GWの読書記録です。陰鬱な話が苦手な人はここで辞めたほうが良いかも。爽やかな行楽日和が続くここ数日の外の天気とは相いれない話です。随分前、私自身が乗っていた通勤列車の一本前で人身事故があり、列車の中に閉じ込められたまま運行が止まったことがありました。再び列車が動き出し、勤め先最寄りの駅で降りたとき、事故はその駅で起こったことを知りました。既に事故後の対応は済んでいたようでしたが、各所にブルーシートが張り巡らされ、普段とは違う異様な雰囲気です。「事故を目撃した人はいませんか」という駅員さんの声が何度も聞こえてきます。あの時、降りたホームの足元に靴が取り残されているのに気づきました。踵を踏み潰してぺらぺらになった、合皮の色もところどころ色が落ちているようなボロボロの靴。その横に骨の折れた透明のビニール傘。ああ、その人はここで靴を脱いで飛び込んだんだ、と気づきました。

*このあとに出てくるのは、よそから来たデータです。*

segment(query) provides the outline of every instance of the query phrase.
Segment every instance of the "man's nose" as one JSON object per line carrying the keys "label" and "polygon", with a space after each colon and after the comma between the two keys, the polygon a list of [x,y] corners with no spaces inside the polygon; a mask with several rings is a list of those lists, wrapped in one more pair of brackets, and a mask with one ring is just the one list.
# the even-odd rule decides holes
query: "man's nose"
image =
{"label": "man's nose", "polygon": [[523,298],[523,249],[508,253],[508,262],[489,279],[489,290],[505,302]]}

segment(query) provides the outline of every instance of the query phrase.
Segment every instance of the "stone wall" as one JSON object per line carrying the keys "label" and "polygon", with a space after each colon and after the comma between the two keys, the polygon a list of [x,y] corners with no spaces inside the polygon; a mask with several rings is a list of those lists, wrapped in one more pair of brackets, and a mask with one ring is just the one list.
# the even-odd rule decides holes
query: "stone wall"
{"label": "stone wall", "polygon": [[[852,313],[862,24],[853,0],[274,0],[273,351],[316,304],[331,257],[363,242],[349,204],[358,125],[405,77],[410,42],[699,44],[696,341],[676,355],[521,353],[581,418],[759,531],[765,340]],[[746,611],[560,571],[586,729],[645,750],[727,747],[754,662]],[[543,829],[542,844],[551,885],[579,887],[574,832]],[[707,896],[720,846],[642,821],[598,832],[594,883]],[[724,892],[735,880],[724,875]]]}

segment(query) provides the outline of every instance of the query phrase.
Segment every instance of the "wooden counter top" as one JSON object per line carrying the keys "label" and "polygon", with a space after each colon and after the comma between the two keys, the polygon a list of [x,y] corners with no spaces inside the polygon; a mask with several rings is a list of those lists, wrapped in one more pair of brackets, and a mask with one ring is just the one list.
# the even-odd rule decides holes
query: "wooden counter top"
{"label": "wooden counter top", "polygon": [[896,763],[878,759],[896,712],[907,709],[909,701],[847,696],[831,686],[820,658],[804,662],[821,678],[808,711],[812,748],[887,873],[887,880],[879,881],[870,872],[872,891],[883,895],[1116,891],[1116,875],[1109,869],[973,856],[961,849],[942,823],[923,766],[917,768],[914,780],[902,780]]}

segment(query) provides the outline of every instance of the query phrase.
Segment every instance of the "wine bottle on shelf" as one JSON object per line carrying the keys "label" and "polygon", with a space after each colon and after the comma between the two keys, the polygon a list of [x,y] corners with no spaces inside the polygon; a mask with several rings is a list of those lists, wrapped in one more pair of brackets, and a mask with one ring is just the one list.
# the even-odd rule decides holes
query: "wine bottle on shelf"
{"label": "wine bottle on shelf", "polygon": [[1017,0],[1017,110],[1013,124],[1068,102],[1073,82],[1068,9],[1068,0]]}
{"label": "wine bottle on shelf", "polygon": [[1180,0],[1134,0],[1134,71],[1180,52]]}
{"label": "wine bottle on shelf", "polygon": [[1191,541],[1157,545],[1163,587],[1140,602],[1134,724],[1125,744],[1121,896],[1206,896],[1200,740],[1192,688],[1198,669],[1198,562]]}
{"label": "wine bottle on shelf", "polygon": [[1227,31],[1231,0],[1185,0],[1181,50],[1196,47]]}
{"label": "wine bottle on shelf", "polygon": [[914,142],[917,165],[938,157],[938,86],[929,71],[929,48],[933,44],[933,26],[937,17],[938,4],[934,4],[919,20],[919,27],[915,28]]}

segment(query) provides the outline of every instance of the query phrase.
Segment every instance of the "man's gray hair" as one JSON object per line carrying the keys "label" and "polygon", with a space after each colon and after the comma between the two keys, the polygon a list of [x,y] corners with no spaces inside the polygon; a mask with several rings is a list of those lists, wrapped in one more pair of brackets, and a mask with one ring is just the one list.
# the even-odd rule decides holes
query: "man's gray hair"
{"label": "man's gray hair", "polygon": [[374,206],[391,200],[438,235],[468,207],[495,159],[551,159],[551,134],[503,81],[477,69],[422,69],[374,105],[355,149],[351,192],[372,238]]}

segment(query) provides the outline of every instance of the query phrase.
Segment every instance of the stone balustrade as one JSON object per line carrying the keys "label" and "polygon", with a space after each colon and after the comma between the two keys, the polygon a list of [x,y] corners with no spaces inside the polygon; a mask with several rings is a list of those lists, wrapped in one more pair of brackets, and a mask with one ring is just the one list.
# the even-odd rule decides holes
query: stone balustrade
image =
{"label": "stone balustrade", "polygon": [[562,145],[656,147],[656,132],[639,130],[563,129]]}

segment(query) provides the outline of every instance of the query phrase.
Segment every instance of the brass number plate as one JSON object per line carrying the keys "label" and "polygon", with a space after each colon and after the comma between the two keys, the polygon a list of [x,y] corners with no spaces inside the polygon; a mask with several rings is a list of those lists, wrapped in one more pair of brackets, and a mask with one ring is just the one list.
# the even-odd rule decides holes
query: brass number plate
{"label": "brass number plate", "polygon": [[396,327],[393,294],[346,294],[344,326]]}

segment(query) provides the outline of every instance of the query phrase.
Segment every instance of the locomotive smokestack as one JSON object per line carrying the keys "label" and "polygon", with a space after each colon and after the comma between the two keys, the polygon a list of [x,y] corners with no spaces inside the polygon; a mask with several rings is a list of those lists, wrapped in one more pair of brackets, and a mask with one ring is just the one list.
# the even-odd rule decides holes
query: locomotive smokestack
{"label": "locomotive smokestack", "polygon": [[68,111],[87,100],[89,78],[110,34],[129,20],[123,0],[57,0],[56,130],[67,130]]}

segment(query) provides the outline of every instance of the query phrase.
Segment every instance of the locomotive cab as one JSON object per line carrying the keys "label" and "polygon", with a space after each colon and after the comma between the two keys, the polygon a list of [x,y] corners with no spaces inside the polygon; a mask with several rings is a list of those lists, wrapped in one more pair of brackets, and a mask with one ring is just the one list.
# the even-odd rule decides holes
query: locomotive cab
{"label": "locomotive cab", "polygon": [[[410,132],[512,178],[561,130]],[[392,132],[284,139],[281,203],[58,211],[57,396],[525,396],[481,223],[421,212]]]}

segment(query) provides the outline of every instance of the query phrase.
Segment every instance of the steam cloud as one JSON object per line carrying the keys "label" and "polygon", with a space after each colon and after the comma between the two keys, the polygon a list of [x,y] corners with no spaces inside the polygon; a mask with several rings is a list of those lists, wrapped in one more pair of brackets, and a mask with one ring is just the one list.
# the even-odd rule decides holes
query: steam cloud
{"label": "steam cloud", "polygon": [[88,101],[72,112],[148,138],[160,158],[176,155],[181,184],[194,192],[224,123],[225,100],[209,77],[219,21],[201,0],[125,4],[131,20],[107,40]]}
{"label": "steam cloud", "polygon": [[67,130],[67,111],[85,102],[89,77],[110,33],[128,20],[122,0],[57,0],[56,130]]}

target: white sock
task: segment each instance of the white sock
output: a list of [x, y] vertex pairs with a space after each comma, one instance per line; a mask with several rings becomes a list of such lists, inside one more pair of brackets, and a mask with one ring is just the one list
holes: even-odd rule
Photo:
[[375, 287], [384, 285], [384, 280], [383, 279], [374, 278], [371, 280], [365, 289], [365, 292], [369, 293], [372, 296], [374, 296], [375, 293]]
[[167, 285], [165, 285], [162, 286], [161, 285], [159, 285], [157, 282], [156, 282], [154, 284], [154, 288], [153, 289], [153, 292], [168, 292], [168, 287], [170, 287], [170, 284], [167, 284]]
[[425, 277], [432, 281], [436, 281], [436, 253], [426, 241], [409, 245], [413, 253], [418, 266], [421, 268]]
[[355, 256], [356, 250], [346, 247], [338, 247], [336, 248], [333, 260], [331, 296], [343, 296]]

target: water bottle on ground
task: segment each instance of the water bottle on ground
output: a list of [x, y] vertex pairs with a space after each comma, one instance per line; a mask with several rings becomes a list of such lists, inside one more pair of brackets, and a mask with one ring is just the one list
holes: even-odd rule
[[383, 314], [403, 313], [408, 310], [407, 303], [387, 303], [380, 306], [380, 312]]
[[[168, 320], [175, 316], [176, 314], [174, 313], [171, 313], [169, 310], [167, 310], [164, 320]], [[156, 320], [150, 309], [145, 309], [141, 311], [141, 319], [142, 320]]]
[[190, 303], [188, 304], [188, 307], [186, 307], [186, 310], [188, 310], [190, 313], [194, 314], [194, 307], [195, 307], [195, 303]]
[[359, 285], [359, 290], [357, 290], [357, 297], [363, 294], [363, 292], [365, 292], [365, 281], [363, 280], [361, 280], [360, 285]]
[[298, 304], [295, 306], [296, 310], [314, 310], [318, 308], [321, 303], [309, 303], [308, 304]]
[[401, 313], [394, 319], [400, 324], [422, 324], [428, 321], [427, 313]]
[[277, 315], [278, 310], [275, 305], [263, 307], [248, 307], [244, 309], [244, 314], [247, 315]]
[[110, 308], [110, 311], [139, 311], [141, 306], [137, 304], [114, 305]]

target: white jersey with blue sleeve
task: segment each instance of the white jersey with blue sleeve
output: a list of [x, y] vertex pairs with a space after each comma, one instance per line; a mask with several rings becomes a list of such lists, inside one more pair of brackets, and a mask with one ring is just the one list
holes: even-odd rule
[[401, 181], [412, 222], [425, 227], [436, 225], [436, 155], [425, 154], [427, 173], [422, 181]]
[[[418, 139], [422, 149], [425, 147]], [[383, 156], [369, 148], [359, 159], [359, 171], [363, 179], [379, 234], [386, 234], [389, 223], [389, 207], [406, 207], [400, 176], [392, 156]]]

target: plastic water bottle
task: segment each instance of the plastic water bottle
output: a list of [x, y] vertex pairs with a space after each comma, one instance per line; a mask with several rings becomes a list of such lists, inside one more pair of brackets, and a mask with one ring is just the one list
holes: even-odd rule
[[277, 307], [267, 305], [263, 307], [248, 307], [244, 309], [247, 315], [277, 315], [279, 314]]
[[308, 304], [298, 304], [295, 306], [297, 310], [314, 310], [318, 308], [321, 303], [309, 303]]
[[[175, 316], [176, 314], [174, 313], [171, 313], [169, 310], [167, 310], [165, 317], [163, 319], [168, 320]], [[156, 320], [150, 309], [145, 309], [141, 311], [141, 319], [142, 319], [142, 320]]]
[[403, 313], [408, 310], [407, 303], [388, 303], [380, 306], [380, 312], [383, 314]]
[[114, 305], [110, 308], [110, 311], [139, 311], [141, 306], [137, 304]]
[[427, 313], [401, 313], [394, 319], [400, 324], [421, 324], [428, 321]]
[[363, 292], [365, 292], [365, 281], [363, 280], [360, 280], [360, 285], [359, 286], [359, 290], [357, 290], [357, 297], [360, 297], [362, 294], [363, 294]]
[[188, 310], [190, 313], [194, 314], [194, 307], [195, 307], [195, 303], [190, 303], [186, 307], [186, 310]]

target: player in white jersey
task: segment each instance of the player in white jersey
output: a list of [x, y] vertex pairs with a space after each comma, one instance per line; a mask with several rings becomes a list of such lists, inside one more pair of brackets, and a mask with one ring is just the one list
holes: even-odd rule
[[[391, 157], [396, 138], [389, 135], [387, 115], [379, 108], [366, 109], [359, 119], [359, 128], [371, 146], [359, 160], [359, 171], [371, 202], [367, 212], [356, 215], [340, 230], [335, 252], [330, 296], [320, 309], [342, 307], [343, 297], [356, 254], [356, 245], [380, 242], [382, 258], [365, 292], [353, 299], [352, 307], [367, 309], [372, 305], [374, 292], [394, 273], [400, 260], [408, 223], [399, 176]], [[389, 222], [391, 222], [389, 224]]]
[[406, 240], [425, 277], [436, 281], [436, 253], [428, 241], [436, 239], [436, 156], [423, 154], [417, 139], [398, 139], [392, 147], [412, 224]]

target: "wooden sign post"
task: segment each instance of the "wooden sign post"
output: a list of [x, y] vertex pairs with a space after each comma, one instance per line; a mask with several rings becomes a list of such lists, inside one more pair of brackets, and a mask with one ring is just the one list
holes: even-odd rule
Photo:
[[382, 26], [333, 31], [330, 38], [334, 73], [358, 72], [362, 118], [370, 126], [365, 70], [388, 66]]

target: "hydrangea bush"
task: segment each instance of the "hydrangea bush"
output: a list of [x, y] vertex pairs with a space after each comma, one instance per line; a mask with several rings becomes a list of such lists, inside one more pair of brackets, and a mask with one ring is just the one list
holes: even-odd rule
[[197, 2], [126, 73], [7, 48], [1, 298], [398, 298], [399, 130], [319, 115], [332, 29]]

この小説の最後の場面は駅のホームです。ホームレスになった主人公の男性がこれからその人と同じことをするのだろう・・と思わせる瞬間で終わるんです。母親からさえ「あんたはつくづく運がない」と言われてしまうほど、運に見放されたような人生。でも決してこの人はいい加減に無責任に生きてきたわけではない。それどころか世間の平均よりもずっと真面目で責任感があって、福島から東京に出稼ぎにきて、一生懸命働いて、収入の大半を家族に仕送りして生きてきたのです。福島の田舎で生まれ育った生真面目で善良な性格な彼は要領の良さと対極にあるような、本当に生きるのが下手な人。そして真面目に生きているのにその人生が全くといっていいくらい報われない。
主人公は天皇(現上皇陛下)と同じ日に生まれ、息子は皇太子(現天皇)と同じ日に生まれています。彼は小さい頃に昭和天皇の行啓を見にいきました。「天皇陛下万歳」と声をあげる相馬の人たちとの一体感がこの人の心の原風景になってます。日本の象徴である天皇家の人たちを光と仰ぎ見ながら生きています。天皇家と福島生まれの出稼ぎ労働者。人生のそれぞれのフェーズの対比が、日本の光と闇の強烈なコントラストであるかのようにを感じさせます。戦後の目を見張る経済復興、皇太子の成婚、東京オリンピック開催、etc.。その裏にある東北地方の貧しさ、出稼ぎ労働者の苦難。主人公の人生はまさにその影の部分を体現しているような感じです。華やかな表の日本に世界は注目していたけれど、故郷と切り離された彼らの苦難に世の中はどれだけ心を寄せていたのでしょう。そこに追い打ちをかけるかのように起こった2011年3月11日の震災。
「自分は悪いことはしていない。ただの一度だって他人様に後ろ指を差されるようなことはしていない。ただ慣れることができなかっただけだ。どんな仕事にだって慣れることができたが、人生にだけは慣れることができなかった。人生の苦しみにも、悲しみにも、喜びにも。」という主人公の心の裡。全然違う環境にいる私だけれど、「人生に慣れることができない」という一文が自分にも響くのです。響くということはどこか自分にもこうした部分があるのだろうなと思いつつ。
この小説はアメリカで全米図書鑑賞を受賞したそうです。アメリカ人に共感され、受け入れられた部分はどこなのだろう、とも考えながら読みました。生まれ育ったコミュニティから切り離され苦労して生きている移民一世ややはり地方から都会に出ていって働いているアメリカ人というのが多いのかしらとか。社会のスピードが日に日に速くなり、他者との関わりがそれに反比例するように薄くなり、孤独感を強めている人が多いのだろうか、そしてこの心の現象は日本だけに限らずいまの世界全体にいえることなのかなとも思いました。
この物語がおそらくこれから自分で自分の人生を無理やり終わらせてしまう、という瞬間で終わるのがとっても切ないです。私が靴を見つけてしまったあの人(おそらく男性)はどんな人生を送ってきたのか。やはり絶望しかなかったのだろうか、誰か寄り添ってくれる人はいなかったのだろうか、そんなこともふと思いました。何が自分にとって大切なものか、改めて考える一冊でした。